Die Sanierung der Wernerstraße ist die bauliche Vorraussetzung, damit an der Zentralhaltestelle Tharandter Straße der Boulevard realisiert werden kann. Die Haltestelle kann aber erst umgebaut werden, wenn auch die entsprechenden Haushaltsmittel im Haushalt 2013/14 eingestellt werden. Dafür engagiert sich vorbildlich Eva-Maria Stange (SPD). Sie startete heute auch eine Online-Petition, die diesen Punkt erneut ins Rathaus tragen soll.

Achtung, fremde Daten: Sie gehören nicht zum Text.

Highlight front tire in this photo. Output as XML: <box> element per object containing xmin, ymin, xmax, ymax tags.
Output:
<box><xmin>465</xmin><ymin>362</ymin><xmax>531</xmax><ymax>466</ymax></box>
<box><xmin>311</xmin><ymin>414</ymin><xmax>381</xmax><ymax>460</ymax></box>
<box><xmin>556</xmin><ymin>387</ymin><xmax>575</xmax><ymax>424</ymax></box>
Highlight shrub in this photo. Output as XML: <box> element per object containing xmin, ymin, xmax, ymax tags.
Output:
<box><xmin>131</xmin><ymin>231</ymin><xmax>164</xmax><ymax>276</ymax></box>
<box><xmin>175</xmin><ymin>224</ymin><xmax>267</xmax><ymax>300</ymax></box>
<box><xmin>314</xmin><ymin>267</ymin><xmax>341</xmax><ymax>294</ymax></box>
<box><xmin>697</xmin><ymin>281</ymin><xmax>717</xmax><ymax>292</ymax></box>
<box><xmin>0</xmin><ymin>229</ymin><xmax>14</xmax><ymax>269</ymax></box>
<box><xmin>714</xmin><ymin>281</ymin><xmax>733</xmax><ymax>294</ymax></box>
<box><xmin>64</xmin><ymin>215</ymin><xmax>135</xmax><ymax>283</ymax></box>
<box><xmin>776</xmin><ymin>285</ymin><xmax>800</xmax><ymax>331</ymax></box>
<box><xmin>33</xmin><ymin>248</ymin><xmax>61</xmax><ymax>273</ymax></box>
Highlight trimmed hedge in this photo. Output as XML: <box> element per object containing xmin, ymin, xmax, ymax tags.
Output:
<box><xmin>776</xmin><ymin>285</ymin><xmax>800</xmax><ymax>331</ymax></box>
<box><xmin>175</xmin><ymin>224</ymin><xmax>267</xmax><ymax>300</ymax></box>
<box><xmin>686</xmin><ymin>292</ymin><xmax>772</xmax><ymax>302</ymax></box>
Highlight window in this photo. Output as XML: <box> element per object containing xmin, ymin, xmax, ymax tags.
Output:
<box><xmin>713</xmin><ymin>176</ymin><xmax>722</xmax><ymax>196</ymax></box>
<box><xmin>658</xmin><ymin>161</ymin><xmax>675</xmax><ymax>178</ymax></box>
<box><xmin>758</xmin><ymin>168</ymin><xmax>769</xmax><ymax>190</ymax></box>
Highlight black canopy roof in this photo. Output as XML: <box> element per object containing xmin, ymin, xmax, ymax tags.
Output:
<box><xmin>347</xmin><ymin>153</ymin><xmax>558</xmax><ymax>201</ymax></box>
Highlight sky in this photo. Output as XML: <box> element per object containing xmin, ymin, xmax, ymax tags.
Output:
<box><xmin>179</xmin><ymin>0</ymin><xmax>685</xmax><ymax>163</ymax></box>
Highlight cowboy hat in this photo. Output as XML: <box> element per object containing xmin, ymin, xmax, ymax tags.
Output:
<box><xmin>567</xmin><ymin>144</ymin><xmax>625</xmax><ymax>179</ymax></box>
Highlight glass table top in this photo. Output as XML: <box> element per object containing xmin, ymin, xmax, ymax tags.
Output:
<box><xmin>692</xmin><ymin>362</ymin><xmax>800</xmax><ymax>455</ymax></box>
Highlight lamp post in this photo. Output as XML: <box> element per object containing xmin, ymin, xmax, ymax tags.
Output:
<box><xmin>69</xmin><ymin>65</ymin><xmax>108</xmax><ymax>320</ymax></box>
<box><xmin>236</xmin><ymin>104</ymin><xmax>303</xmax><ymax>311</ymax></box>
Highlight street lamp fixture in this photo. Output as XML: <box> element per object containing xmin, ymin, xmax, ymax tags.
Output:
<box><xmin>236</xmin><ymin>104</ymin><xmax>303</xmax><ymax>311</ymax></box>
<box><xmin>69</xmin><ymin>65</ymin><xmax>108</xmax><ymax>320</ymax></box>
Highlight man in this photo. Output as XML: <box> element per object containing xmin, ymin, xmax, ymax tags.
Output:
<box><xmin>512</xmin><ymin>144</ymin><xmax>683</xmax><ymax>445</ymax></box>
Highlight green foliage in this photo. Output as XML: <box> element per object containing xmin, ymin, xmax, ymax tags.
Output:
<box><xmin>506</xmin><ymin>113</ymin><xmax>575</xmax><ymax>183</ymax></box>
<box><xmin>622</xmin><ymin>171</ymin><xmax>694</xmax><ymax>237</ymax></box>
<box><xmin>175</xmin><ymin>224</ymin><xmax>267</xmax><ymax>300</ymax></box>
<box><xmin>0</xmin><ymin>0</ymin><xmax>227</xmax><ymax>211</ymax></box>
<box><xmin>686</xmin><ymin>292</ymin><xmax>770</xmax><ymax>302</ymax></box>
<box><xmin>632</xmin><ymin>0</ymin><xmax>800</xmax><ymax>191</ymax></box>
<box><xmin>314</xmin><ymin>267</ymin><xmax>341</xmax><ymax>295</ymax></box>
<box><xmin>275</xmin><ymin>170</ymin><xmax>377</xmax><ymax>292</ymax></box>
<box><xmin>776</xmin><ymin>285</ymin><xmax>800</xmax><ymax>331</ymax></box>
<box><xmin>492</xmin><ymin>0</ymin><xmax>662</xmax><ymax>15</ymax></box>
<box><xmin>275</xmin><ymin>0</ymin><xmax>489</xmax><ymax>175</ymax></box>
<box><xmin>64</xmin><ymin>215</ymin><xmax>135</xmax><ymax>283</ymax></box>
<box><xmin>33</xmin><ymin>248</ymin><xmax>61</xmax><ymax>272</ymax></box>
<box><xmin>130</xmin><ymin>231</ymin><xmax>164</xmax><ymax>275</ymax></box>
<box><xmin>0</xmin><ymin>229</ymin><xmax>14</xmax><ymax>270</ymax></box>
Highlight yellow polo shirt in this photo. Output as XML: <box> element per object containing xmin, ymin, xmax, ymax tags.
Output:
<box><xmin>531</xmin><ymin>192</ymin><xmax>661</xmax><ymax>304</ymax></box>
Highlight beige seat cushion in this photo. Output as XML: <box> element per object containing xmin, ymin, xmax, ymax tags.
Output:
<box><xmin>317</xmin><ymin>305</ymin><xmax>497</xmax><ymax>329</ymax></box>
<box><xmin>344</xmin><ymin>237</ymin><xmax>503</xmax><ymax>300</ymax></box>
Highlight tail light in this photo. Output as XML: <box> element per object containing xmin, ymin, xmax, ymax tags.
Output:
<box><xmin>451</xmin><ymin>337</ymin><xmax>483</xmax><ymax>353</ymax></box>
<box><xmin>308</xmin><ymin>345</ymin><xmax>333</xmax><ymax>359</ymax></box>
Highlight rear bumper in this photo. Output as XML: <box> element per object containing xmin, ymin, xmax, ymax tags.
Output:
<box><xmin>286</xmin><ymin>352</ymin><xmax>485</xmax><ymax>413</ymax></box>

Nach Fertigstellung der Wernerstraße kann auch vor dem Umbau der Zentralhaltestelle die Sicherheit eventuell schon verbessert werden, indem man den Haltestellenbereich bereits für den Autoverkehr sperrt.

Es bleibt also spannend.

Keine Neuigkeiten auf der Bürgerversammlung Kesselsdorfer Straße

Heute fand in Aula der 36. Mittelschule eine Bürgerversammlung zum Thema Parkplätze  auf der Kesselsdorfer Straße statt. Eingeladen hatte der Gewerbeverein Kellei, den Leiter des Straßen und Tiefbauamts Reinhard Koettnitz. Dieser kam mit zwei Fachgebietsleitern und hat die Situation auf der Kesselsdorfer Straße umrissen und sich den Fragen aus dem Publikum gestellt.

Ergebnis? Null.

Mehr hatte ich auch nicht erwartet. Und so ging es vielen anderen auch, die gleich gar nicht gekommen sind. Die Aula war kaum ein Drittel gefüllt.  Und dieses Drittel bestand dann aus den üblichen „Verdächtigen“: Gewerbeverein und Gewerbetreibende, Ortsbeiräte, ADFC und mindestens drei Vertretern der Presse.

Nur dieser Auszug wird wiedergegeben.